# Trouble reinstalling headset - rubber split ring pops out of place



## Hopping_Rocks (Aug 23, 2008)

So I reinstalled the headset and fork on my bike today, and when I tighten down the top cap bolt, this rubber split ring pops out of place. I have to tighten the bolt past the point where it pops out in order to have the right load on the bearings. My headset is a Cane Creek and the bearings are in cages (don't know what model it is, it came with the bike). What should I do? The split ring covers the bearing cages, then a metal top piece covers that, then there are headset spacers and the stem.


----------



## reptilezs (Aug 20, 2007)

http://www.parktool.com/blog/repair-help/threadless-headset-service


----------



## bad mechanic (Jun 21, 2006)

The ring is broken. Additionally, are you sure you've assembled the headset correctly? It looks a lot like the plastic shield which goes on the crown race. Also, you can always just give Cane Creek a call...


----------



## Racer9 (Mar 8, 2004)

bad mechanic said:


> The ring is broken. Additionally, are you sure you've assembled the headset correctly? It looks a lot like the plastic shield which goes on the crown race. Also, you can always just give Cane Creek a call...


+1 It sure looks broken, and it's definitely upside down.


----------



## smilinsteve (Jul 21, 2009)

You don't have anything to go on top of the top cap except that ring? Did you lose anything?

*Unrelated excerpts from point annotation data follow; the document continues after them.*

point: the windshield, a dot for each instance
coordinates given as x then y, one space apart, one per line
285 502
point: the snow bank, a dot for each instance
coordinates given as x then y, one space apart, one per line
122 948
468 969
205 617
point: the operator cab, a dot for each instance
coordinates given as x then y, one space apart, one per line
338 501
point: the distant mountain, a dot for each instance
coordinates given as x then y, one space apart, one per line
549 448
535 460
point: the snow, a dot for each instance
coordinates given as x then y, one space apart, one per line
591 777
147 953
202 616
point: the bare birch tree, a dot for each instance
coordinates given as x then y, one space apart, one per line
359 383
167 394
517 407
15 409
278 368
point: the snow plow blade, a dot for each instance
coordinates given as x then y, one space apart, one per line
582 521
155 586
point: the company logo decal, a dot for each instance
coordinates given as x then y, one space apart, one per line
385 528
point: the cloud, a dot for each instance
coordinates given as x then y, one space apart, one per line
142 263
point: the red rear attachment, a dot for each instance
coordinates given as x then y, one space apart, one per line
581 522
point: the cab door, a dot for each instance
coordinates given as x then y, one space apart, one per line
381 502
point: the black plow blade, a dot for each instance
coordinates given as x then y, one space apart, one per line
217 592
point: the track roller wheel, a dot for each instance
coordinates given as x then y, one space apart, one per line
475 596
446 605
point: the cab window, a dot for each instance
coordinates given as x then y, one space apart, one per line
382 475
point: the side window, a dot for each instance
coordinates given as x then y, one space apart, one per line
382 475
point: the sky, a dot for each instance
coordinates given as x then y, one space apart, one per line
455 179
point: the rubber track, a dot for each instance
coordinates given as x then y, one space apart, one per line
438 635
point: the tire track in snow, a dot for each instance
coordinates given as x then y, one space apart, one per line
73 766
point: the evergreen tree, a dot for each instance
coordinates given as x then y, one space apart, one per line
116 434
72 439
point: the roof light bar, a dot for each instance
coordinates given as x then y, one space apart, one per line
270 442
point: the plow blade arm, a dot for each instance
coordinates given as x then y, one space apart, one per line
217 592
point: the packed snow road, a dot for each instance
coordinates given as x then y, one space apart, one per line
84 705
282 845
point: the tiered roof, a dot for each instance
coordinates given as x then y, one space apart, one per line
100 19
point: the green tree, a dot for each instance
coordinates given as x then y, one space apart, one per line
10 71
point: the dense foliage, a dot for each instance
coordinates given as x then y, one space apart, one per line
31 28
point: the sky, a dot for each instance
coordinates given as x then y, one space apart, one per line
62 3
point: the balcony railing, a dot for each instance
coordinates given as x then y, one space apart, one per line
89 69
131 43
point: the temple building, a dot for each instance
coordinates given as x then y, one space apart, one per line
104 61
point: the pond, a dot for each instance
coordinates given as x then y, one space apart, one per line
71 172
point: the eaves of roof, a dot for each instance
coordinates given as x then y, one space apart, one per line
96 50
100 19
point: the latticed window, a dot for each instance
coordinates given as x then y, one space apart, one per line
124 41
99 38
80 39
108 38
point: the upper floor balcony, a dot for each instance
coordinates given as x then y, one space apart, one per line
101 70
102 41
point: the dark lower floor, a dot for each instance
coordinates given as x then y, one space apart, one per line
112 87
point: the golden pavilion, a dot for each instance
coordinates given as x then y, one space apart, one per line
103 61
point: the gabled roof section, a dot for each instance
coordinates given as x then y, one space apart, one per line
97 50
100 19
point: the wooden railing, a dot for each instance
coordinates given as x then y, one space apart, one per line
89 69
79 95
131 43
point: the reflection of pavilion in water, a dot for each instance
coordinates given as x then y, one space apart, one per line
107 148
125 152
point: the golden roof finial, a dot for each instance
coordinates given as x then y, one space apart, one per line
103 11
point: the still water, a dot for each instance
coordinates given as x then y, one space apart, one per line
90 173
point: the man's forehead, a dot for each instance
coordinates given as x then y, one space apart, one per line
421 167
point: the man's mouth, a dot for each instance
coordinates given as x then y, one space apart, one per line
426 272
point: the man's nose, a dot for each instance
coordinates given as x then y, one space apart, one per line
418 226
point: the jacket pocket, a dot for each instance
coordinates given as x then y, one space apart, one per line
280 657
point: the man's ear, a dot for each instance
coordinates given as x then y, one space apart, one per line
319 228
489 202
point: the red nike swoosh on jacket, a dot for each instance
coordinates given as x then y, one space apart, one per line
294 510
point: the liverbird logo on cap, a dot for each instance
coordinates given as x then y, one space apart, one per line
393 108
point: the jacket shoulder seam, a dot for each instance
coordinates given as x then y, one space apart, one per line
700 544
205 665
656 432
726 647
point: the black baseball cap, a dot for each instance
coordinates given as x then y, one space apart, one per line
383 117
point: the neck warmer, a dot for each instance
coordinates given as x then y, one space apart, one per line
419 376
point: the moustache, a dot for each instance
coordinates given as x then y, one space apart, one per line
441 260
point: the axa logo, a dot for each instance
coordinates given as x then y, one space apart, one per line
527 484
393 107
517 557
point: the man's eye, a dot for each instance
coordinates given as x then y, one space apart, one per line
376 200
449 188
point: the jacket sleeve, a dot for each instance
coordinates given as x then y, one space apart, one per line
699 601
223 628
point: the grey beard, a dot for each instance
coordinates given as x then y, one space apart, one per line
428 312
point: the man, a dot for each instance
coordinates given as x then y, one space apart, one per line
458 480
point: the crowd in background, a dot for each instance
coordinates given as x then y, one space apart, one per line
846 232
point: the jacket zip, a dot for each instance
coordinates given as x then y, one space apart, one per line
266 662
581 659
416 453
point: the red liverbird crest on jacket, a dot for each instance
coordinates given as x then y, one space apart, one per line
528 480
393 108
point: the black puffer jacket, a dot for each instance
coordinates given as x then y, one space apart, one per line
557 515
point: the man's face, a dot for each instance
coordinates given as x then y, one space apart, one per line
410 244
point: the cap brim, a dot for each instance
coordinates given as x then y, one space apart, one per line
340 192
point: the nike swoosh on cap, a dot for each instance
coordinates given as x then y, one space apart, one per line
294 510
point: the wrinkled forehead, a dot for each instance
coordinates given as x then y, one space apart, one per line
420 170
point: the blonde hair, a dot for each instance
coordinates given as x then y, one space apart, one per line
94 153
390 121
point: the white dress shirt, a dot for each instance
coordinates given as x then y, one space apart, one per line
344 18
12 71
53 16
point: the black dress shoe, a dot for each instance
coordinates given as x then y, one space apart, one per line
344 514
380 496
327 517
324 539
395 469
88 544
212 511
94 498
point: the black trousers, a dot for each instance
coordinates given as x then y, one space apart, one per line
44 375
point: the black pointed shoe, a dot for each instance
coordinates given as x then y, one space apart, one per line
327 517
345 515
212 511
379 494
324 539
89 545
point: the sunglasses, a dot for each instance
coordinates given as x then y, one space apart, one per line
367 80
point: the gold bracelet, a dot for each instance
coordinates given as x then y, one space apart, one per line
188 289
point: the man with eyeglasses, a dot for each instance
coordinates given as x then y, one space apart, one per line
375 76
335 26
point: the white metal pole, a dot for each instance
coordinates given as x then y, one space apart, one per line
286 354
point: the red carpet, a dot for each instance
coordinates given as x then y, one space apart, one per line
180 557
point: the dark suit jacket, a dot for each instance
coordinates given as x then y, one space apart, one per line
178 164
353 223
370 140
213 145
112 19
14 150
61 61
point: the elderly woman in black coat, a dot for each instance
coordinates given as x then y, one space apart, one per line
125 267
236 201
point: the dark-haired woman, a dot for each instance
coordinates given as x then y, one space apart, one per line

Normally there is a split wedge shaped plastic ring that pushes between the bearings and the steer tube. As you crank down on the top cap, the plastic ring pushes on the bearings and keeps them centered around the steer tube. 
If that piece is supposed to the compression ring (it looks too flimsy for that, but....) you put the smaller diameter edge on the inside of the bearing ring.

Note that you have cheap headset. I think Cane Creek is using cartridge bearings on almost everything these days. 
Look at the caged bearing drawing on the instructions in this link. There is a top race, a compression ring, then a dust seal, and finally the top cap. 
So, it seems like you are missing something, or maybe on this cheap model the one ring acts as the compression ring and race, and there is no dust seal.

http://www.canecreek.com/manuals/Headset_Instructions/legacy/S_Series/Tank_Instructions.pdf


----------



## bad mechanic (Jun 21, 2006)

smilinsteve said:


> Normally there is a split wedge shaped plastic ring that pushes between the bearings and the steer tube. As you crank down on the top cap, the plastic ring pushes on the bearings and keeps them centered around the steer tube.
> If that piece is supposed to the compression ring (it looks too flimsy for that, but....) you put the smaller diameter edge on the inside of the bearing ring.


It's not the compression ring, since the compression ring's side is straight, while this one has a curve to it.



smilinsteve said:


> I think Cane Creek is using cartridge bearings on almost everything these days.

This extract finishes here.